Greetings and Salutations, Blog Readers!
(Happy Blog Post 300! In honor of that…I get VERY open and honest with you all, setting the tone for the new energy we are bringing to the blog, which I know I have talked about. Why not Daily Blog #300 to start it out? Enjoy!)
Today we are talking about something I am working on, and I think you all could probably benefit from it too.
Cutting off toxicity.
And when I say cutting off, I don’t mean putting up boundaries and keeping them at a distance…
Because I am well past that.
In my life I have been dealing with a particularly toxic person, and, thankfully, I have been in therapy to work through my own issues and also the issues I picked up from being with a raging narcissistic asshole who preferred lies and theft over any form of being an honest, good person.
I spent years with someone who would rather lie than be truthful, often for his own amusement or gain. There were so many things I did not see, or know, about this person and our relationship, and the more I learn, the more glad I am the universe finally showed the truth to me.
NOW, I am well aware of so many of the problems, and while I am sure his masterful lies have kept more truths from me, and I probably still don’t know EVERYTHING he lied about, I do know he is a toxic fucking narcissist who will say or do anything for himself.
So, the problem, in my case, and likely in many others, is when you end a relationship with a narcissist, even if THEY wanted it, they want to keep you around.
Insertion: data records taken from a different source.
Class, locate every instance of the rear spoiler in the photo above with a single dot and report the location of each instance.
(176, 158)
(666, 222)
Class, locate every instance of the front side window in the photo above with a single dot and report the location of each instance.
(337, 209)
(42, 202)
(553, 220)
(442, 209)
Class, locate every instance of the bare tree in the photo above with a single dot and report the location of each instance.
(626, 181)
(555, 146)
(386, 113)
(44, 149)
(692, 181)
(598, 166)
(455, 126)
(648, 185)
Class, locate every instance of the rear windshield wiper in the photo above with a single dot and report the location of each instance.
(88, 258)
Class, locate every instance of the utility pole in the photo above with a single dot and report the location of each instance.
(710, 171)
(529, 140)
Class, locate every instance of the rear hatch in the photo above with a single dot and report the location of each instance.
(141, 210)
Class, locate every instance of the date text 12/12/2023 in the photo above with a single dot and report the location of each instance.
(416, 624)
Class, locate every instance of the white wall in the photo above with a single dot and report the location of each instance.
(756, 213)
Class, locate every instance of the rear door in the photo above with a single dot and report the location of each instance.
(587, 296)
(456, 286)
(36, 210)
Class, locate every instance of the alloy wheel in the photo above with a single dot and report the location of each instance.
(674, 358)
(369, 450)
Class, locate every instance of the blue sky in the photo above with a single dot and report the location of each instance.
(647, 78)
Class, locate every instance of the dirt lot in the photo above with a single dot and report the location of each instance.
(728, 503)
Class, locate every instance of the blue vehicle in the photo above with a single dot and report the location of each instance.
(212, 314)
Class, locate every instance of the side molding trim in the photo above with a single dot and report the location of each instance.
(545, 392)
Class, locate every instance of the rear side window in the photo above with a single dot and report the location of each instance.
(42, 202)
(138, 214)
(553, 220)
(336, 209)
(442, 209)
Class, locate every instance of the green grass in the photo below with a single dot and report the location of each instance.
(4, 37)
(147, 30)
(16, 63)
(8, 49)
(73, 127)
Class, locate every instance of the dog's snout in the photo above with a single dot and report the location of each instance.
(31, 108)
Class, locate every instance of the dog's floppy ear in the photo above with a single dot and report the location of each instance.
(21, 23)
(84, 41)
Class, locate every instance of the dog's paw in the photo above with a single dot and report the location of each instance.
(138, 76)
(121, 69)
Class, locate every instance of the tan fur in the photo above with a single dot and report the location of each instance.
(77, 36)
They need their safety net of the last victim, and you, a dumbass…Sorry no, not a dumbass…a person who wants to believe the best, are maybe a little…ahem…not smart. (I am working on the way I speak to myself, and I am not great at it, but I am working on it.)
Whether you let them have contact with you or they force it with connections like shared accounts or friends, if you are in my boat, you have a person you can’t quite stop speaking to. And they have no problem acting out of pocket in every possible way, crossing boundaries and barriers you have put up, because narcissists can’t fathom not being the center of your world.
If you don’t reply to them fast enough, you get extra spicy questions asked with plenty of attitude, all about where you are and who you are with. They will say and do things in such nasty toxic ways, all designed to get them what they want.
WHATEVER they claim they “just wanted to talk about” it was not about that. It was about control. It was about making sure you still answer to them. Making sure the narcissist feels they have control, they have power, they can continue to live the lie they have built for themselves that requires you being a doormat.
And when you speak up? Put up boundaries? Say shit like “You aren’t entitled to that information?”
Cue the toxic gas lighting with “always and never” language. “Why is it every time I try to have a conversation with you, you turn it into a fight” Or “why cant you just talk to me?” or some other TOXIC ass version that REALLY, is not about a conversation at all.
They are mad that they no longer have control and can’t get the information or reaction out of you, and instead of respecting that they have decided to use shitty, toxic, communication styles to make you feel like shit (maybe make you feel like it was you who caused the fights, not him, the one putting holes in your walls because “you just make him that mad”), they use this style of communication to gaslight you into thinking your boundaries are you being unreasonable, and they are, once again, the poor, innocent angel the WHOLE world is against, and why is everyone so cruel to the poor, wittle, narcissist.
And if you have trauma from your upbringing, you may just fall into it.
If you have been working on all of this with journaling and therapy, you may write a blog instead.
Cheers, you can see which I went with.
No more of that bullshit is being tolerated in my life, more so since I have demanded better in my dating life and have therefore found bliss. Why the FUCK would I allow a narcissist, who I had a bad relationship and worse sex life with, allow me even a moments frustration or hurt? He had YEARS of that. Now it’s my time for happiness.
So, when you see these messages, you may think of a million comments to send back.
You may think of some snippy fun message all about how much better you are without such toxic shit in your life. Hell, maybe, like me, you will think you should send a message saying “I refuse to answer toxic messages like that.”
But maybe, also like me, you will realize that giving the narcissist ANY response, is giving them something, and you are worth more.
In my personal case, I am willing to have conversations that are respecting boundaries and are not toxic. If you can’t have one of those, we simply will not be communicating.
And that is a full statement that I am very pleased with.
Major shout out to my friends and therapist who have been working with me to get better at boundaries, and setting boundaries, and my journal has been good for exploring the importance of them and ways to establish them.
Special shout out to my good friend Drew who has been kind enough to join me on walks and hikes, and long conversations, all about how “no.” is a complete sentence.
Anyways, my new rule, I do not respond to toxic bullshit, is going strong, and if I haven’t responded to your text, maybe check your tone. There may be a reason I didn’t.
Namely, you didn’t respect my boundaries, and therefore are not receiving any sort of response from me.
Mental health is wealth- and we are chasing that bag.